月と太陽の子供たち



 「……ない」
 部屋中探してみたものの、見つからなかった。
 どうしても今読みたい一文があったのに。その本はどこにもなかった。

 まあいいさ。あの本屋ならまだやっているはず。
 俺は、真夏のやけに鮮やかな夜の中を、自転車に跨り走り出した。


 あったあった。これだ。
 ずらりと並んだ本の群れの中からその一冊を抜き出してそっと開いた。文庫本特有のつるりとした表紙がかすかに冷たくて、心地良い。

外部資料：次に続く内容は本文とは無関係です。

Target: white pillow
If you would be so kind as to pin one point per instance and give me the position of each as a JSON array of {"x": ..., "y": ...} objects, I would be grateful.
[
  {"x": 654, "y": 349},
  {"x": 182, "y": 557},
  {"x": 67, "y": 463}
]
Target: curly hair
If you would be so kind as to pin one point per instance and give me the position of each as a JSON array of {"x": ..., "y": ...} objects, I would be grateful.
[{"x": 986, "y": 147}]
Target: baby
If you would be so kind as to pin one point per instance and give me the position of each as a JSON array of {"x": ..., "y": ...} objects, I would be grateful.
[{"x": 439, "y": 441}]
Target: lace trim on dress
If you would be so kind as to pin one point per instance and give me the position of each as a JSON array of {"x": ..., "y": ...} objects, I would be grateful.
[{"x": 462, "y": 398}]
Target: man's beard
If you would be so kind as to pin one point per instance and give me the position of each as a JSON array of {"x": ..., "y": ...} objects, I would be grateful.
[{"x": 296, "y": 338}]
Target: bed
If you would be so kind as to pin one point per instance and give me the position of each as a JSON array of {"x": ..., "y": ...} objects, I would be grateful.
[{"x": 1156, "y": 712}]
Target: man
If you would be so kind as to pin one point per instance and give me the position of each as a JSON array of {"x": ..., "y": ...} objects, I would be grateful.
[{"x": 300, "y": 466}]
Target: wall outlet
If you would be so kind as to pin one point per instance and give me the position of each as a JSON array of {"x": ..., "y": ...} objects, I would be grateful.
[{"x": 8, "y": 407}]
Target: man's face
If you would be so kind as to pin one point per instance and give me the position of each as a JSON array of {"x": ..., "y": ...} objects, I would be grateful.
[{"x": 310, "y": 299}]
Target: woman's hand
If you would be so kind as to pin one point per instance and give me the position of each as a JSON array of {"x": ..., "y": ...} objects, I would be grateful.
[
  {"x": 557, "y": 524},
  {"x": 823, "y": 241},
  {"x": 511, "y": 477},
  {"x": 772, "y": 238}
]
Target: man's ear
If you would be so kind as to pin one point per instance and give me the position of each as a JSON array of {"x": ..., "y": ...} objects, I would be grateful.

 失くしたって、代わりはいくらでもある。どんなに大切でも、唯一無二の物なんてこの世のどこにもない。そのことが、俺を安心させる。
 永遠も、運命も、存在しない。
 こんな簡単な事実に気付いていない奴が世の中には多すぎる。気付いてしまいさえすればこんなにも穏やかで楽になれるのに。
 ふとした瞬間に、俺は人間という動物の愚かさを憐れむのだった。


 家に帰ると、リビングのソファで姉が寝ていた。
 相変わらずすごい寝相。すごい寝顔。
 あまりにも不細工だからスマホを取り出し写真を撮ってみたが、起きる気配は微塵もない。

 姉は変な人だ。
 幼い頃からバカがつくほど真面目で絵に描いたような優等生だったくせに、就職して1ヶ月ももたずに逃げ出して、今は細々とアルバイトをしながら実家で生活している。

 姉と比べられる人生はしんどくなかったと言えば嘘になるけれど、あんなに真面目に生きてきてこんな未来になるなら、俺は俺に生まれてよかったと思う。